Baroque Flute

:confused:
Has any one built one of these or played one?
It looks like it is not in the key of D

Here is a similar baroque flute from ebay.

http://cgi.ebay.com/ws/eBayISAPI.dll?ViewItem&category=47102&item=7324616474&rd=1&ssPageName=WD1V

It is in the key of G, but the tone holes are much larger. It’s hard to judge proportions (ie. length), but they appear fairly similar.

Best-O-Luck!

Jordan

The page on MusicMakers says that they are in G.
Kinda pricey: $199 for a finished model. If I wanted one, I’d get the kit, which saves you $90
All you have to do is glue on the cork and apply a finish.

Must have missed that on their page.

Not really interested in it, just curious if it was the beginnings of a lamp or if any one had played one.

Thanks

Looks like a lamp to me.
The only ‘baroque’ thing about it are the ludicrously O.T.T. turnings! :astonished:
If it’s meant to be a ‘Baroque Flute’,then where’s the Eb key,for example? :confused:

Also the holes seem too large for the Baroque forked-fingerings to work. Not that they would without the key, anyway…

–James

I was wondering about the lack of a key also and the strange concave embouchure plate.

What a stunningly unattractive flute

With my extremely limited experience I would say that the flute looks a lot more like a medieval or rennaissance flute than a baroque flute. 1) the holes are too large, 2) it’s keyless, 3) it seems to have a cylindrical bore.

If that is a baroque flute it has to be a very early one and I’ve never seen one like it.

Perhaps someone who has studied flute history could enlighten us.

I’m certainly no expert on ‘Ren.’ Flutes,but all the woodcuts /pics in books that I’ve seen (for example Powell’s ‘The Flute’- necessary reading IMHO) show Ren Flutes as being very plain turned cylindrical bore instruments.
This instrument looks like a piece of cr*p.
Somehow,I can’t imagine that it plays better than it looks! :smiley:

Rennaissance flutes were indeed cylindrical and one-piece. They were made in a range of sizes from descant down to bass, with the tenor flute corresponding to the D flute we know today. They did not have decorative turnings. I’ve seen the range given as two octaves and a sixth–that’s really stretching it, as two octaves was about the usable range. The upper end of the second octave used vented partials as the overblown fundamental was too far off pitch due to the cylindrical bore.

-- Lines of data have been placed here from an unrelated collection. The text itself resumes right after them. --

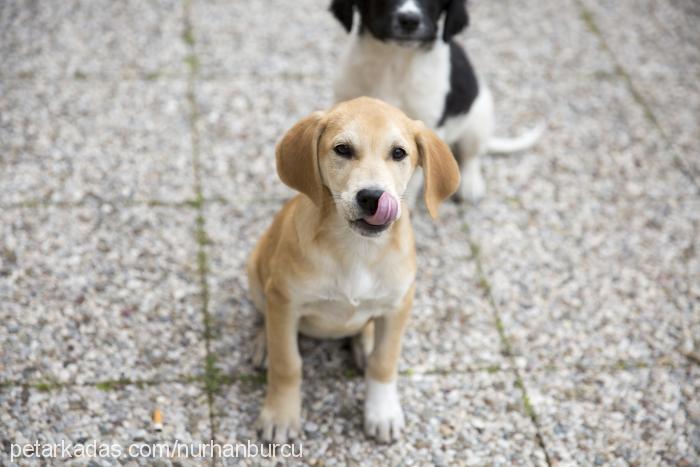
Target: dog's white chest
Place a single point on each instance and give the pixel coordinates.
(341, 301)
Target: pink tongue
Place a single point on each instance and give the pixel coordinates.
(387, 209)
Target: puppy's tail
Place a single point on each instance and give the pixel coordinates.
(519, 143)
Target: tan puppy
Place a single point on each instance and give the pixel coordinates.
(339, 259)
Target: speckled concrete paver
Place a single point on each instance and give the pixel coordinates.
(555, 323)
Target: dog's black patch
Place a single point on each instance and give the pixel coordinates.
(463, 85)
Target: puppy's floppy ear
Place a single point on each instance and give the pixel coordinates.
(343, 11)
(440, 169)
(456, 18)
(297, 157)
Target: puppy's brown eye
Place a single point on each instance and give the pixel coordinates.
(398, 154)
(343, 150)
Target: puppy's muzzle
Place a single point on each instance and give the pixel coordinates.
(379, 209)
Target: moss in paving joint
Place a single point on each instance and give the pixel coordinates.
(111, 385)
(255, 379)
(649, 114)
(507, 349)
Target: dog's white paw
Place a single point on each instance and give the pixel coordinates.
(278, 425)
(383, 414)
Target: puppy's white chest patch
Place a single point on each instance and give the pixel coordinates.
(343, 299)
(413, 80)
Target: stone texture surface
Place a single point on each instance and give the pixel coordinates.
(109, 419)
(78, 39)
(639, 416)
(123, 244)
(99, 293)
(64, 141)
(451, 420)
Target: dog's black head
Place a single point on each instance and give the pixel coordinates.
(407, 21)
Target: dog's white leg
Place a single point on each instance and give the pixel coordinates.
(383, 414)
(280, 417)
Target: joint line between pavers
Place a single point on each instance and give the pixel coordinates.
(505, 342)
(679, 160)
(680, 163)
(211, 377)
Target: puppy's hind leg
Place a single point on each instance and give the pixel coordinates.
(258, 350)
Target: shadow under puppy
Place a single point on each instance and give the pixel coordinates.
(404, 53)
(339, 259)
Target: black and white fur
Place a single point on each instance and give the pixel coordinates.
(404, 54)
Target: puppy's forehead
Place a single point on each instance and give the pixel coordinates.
(365, 117)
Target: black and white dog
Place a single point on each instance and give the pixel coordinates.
(404, 54)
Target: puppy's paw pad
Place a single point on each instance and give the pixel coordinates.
(277, 429)
(385, 429)
(384, 418)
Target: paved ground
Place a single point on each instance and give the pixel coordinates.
(556, 323)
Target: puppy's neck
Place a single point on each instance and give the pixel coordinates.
(394, 51)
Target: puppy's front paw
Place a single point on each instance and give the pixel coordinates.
(279, 424)
(383, 414)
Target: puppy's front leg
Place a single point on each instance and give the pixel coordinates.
(383, 414)
(280, 415)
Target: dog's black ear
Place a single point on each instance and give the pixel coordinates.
(343, 11)
(456, 18)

Early Baroque flutes introduced the conical bore and multi-piece construction. Some of the earliest were made in 3 pieces (similar to our “Pratten” Irish flutes) with a single key for E-flat. Later 4 part construction was introduced, adding an adjustable break between the left and right hands, and a second key was added, for D-sharp. The baroque flute had a usable range of almost three chromatic octaves. The decorative turnings were an evolution of the swellings added to the joints to strengthen them.

The flute pictured in this thread doesn’t resemble any Rennaissance or Baroque flute I’ve ever seen.

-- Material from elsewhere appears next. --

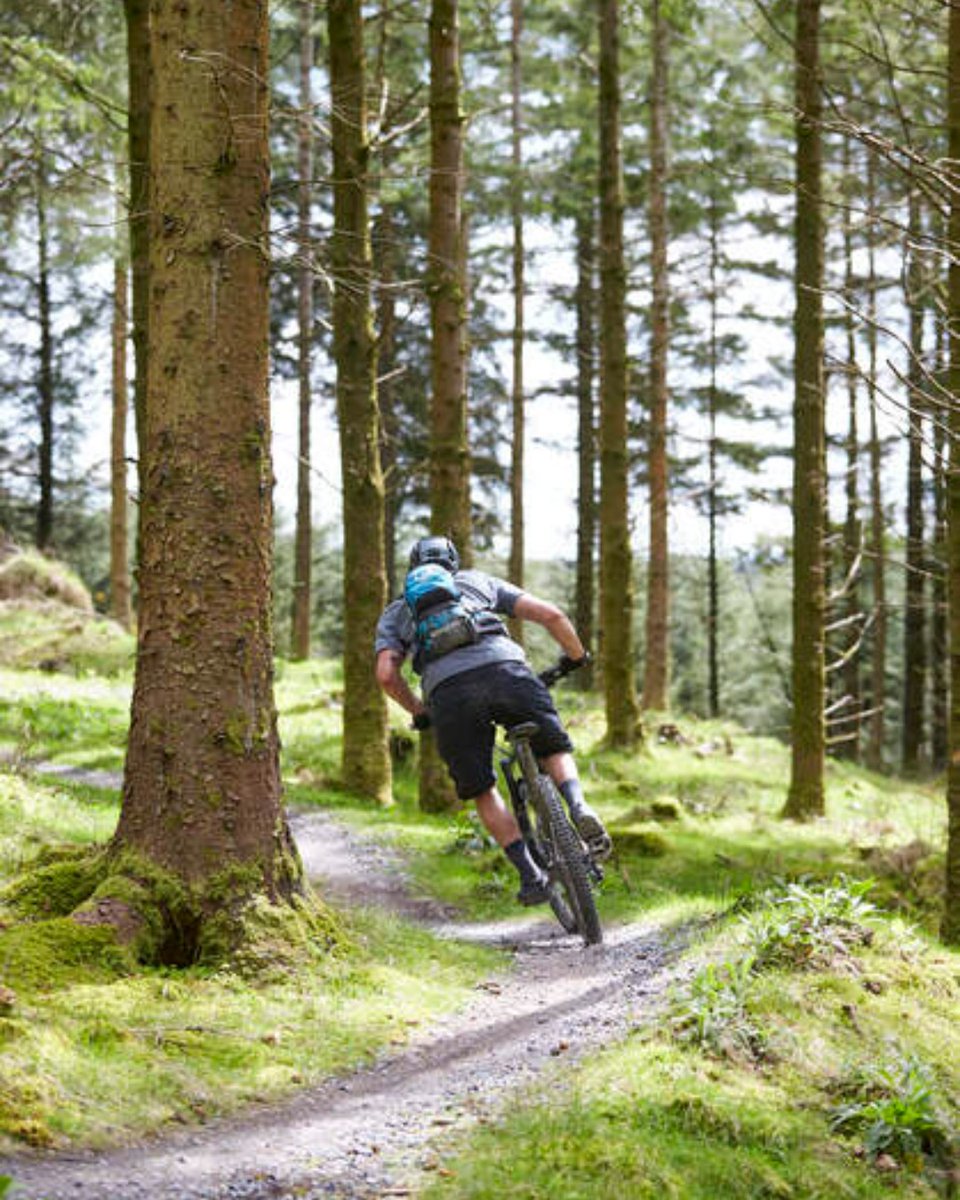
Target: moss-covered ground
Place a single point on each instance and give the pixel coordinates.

You can see pictures of reproductions of early flutes at

http://www.baroqueflute.com/

–James

It looks to me like some “creative” entrepreneur took a recorder and made it transverse rather than endblown.

Okay, sorry for the misconception. So the consensus is that this is a flute with no historcal fundation at all? I think we can all agree that it’s not a baroque flute, right?
You’d be better off buying a Dixon 2pc.

Arguments welcome.

No argument here, sir.

You are entirely correct–anyone would be far better off with a Dixon.

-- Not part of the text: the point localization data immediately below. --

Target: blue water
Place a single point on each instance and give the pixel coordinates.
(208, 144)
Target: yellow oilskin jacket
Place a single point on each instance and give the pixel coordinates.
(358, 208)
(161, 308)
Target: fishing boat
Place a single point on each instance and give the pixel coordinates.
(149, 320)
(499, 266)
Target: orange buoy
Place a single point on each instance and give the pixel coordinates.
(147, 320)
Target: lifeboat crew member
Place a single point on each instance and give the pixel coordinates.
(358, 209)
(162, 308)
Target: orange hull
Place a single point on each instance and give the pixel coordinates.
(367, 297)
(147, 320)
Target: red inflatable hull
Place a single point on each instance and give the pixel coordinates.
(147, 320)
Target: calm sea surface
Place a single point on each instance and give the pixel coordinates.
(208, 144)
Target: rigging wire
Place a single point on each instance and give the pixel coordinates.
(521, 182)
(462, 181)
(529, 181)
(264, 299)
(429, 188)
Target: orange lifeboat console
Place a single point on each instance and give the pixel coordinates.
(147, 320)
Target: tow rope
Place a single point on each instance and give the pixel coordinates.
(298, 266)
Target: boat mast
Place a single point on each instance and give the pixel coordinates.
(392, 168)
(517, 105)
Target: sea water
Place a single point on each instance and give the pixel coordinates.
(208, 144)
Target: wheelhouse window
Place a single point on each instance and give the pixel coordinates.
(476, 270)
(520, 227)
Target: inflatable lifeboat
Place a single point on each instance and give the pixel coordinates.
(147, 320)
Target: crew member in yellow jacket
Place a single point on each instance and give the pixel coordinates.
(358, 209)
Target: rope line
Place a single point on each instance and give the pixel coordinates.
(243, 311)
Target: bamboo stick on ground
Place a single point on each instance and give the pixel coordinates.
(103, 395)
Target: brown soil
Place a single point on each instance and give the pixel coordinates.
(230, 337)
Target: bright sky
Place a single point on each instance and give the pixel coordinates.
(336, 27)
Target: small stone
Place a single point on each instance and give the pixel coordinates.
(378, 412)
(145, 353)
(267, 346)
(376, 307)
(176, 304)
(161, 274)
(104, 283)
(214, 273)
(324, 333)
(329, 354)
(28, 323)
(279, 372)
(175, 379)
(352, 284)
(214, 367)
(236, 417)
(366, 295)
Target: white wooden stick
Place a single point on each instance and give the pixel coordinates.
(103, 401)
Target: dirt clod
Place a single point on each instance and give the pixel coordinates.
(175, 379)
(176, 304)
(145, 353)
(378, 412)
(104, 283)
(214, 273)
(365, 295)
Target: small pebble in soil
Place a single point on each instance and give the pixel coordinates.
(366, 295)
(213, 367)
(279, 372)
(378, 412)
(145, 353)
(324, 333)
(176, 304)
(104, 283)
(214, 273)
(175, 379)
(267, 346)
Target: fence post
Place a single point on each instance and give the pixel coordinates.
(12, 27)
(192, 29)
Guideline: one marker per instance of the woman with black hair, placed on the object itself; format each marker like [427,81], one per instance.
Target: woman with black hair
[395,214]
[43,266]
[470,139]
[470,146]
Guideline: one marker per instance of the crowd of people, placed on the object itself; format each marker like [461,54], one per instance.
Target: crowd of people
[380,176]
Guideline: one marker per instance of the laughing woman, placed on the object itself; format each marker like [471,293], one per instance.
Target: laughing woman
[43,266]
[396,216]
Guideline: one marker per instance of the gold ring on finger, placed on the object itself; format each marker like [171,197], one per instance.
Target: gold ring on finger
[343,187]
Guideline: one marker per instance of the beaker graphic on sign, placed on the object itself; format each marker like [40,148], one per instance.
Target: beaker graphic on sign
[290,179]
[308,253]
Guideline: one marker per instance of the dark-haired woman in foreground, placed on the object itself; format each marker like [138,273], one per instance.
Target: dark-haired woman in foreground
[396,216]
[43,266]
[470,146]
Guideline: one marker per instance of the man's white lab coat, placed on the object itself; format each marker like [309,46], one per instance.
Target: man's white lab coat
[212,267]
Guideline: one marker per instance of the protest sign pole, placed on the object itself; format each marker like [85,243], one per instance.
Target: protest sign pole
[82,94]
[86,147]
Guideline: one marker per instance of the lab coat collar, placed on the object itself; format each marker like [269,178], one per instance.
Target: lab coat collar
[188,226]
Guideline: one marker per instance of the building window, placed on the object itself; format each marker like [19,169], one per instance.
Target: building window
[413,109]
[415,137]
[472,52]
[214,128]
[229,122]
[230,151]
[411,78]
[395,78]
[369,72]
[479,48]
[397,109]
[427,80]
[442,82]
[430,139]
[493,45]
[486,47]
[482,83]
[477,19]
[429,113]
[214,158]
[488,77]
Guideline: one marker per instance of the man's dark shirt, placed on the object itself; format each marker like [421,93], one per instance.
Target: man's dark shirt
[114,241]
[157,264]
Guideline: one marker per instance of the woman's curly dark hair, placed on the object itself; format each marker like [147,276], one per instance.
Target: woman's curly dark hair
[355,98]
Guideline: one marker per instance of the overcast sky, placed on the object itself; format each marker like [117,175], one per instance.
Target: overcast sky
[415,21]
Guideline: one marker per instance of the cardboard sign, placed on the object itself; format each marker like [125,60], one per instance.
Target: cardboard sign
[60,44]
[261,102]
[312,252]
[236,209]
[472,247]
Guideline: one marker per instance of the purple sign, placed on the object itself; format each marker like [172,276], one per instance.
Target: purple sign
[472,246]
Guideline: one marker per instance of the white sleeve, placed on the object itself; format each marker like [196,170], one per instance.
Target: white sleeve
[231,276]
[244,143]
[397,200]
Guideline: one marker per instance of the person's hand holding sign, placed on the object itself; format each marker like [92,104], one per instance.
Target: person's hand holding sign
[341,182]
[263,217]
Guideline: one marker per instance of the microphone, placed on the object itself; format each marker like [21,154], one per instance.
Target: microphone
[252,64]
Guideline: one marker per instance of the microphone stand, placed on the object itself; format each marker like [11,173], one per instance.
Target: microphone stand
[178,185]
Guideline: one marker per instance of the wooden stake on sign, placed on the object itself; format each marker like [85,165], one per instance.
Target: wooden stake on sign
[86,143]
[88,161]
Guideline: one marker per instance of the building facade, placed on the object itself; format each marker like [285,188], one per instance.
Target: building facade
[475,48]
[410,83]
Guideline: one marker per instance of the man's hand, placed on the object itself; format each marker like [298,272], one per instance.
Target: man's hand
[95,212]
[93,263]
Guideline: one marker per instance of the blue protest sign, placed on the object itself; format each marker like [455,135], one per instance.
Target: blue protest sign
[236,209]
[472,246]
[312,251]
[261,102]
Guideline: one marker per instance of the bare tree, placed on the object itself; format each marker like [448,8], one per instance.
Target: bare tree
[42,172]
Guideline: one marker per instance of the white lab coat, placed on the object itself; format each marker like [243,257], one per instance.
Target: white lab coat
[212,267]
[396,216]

Anyone seeking to learn actual traverso (as opposed to Irish trad flute playing) would be far better off with a Sweetheart maple or an Aulos polymer. These are real Baroque flutes that actually play.

–James

Sound advice Jim :slight_smile:
Also,a good link to Folkers and Powell to show a whole range of beautifully re-created historical Flute models-I’d love to try them all!

Just wanted to post one more thing on this thread, a sound sample I found on the Folkers & Powell site:

http://www.baroqueflute.com/MP3/quantz.mp3

Credits: Wilbert Hazelzet, solo flute
From: Suite for cello No. 1 (G major), BWV 1007. Transcription: Wilbert Hazelzet. Glossa Music CGD 920804
Time: c2 mins. Size: 1,307,749 bytes 16 bit stereo 44.1 KHz sampling

Almost everyone on this forum has heard Irish flute played well, either from CDs, live performances, sessions, or more likely some combination of these; however, it seems to me unlikely that as many have encountered the Baroque traverso played well.